Of course, the downside is that formal grammars are often a bad fit for custom languages of the web, which tend to have incomplete/undecideable/context-dependent grammars. This would work for Markdown, though, since it does have a parseable grammar.
Now that upskirt has been ported to Go as a library, it's also 5 lines.
BTW: if people want to do markdown in Go, the library to use is https://github.com/russross/blackfriday. It's a different one that the code I ported but Russ Ross did exactly the same thing at almost exactly the same time and was a little bit ahead, so after I discovered his work, I decided to contribute to his code instead of maintaining my own, almost identical, project.
Two, writing a converter is way above my head and quite likely theoretically (and practically) impossible. I've definitely had to make some decisions that I don't think even the cleverest compiler could (like noticing that array.[c|h] and buffer.[c|h] could be replaced with native Go arrays/slices easily so I didn't have to port that at all, just change the callers to Go equivalents).
I interpreted his comment as "it doesn't look like you learned Go."
If you are porting direct C logic to Go you could be missing a lot of potential idioms that could differentiate Go from C or python further. You said yourself it was easier to implement parsing with slices.

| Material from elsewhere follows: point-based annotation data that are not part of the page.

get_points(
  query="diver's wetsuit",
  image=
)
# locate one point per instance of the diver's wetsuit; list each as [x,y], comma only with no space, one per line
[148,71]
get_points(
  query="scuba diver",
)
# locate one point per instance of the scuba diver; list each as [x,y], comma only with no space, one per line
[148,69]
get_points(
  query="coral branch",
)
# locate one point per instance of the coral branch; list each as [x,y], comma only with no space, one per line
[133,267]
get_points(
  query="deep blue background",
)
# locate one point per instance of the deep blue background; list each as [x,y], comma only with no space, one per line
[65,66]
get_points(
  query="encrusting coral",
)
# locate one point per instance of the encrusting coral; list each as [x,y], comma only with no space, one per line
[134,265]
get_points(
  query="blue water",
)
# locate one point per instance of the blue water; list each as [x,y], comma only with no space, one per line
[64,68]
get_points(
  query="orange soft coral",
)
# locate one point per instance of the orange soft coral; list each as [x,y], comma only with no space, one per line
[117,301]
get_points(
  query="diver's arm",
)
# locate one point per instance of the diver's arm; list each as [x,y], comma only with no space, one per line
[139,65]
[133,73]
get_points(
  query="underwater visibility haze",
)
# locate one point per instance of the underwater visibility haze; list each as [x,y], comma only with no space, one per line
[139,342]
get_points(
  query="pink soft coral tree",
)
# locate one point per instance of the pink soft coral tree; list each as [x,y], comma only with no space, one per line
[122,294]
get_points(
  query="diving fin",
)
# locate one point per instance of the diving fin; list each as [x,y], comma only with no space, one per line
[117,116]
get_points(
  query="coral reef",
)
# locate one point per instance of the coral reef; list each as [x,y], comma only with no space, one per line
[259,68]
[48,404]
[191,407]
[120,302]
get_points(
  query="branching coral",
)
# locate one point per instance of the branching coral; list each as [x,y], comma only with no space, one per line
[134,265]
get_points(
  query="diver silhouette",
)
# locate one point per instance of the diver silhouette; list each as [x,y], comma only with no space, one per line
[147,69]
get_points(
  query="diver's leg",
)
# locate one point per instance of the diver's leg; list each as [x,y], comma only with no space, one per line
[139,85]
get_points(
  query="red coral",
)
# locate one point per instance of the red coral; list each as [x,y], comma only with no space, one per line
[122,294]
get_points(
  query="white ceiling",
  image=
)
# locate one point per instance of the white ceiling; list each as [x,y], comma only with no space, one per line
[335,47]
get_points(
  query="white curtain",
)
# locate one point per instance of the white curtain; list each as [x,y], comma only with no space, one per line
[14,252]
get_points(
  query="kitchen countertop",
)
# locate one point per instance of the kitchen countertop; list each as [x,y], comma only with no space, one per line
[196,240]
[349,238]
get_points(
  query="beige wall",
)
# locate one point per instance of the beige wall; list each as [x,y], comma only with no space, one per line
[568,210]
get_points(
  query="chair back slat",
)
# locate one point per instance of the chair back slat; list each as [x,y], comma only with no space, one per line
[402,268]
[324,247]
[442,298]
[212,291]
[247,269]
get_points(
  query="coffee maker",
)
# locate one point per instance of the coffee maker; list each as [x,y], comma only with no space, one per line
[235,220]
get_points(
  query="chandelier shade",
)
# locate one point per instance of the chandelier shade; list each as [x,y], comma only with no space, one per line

I think a more effective task is "understand what the 4k lines of C do, and then throw it away and re-write it as if it was written in Go in the first place." Your miles may vary.
I think you mean compiler - a parser just outputs an AST. Anyway, while some of the transformations are probably mechanical, I imagine that the semantic analysis required to recognize the C implementations of a growable array would be more effort than just doing it by hand.
Seems to me comparison to C++ might be more interesting. Wonder how that would be given there are 'growable arrays' and such. There's better (not perfect) safety given scoped_ptr, string classes, etc.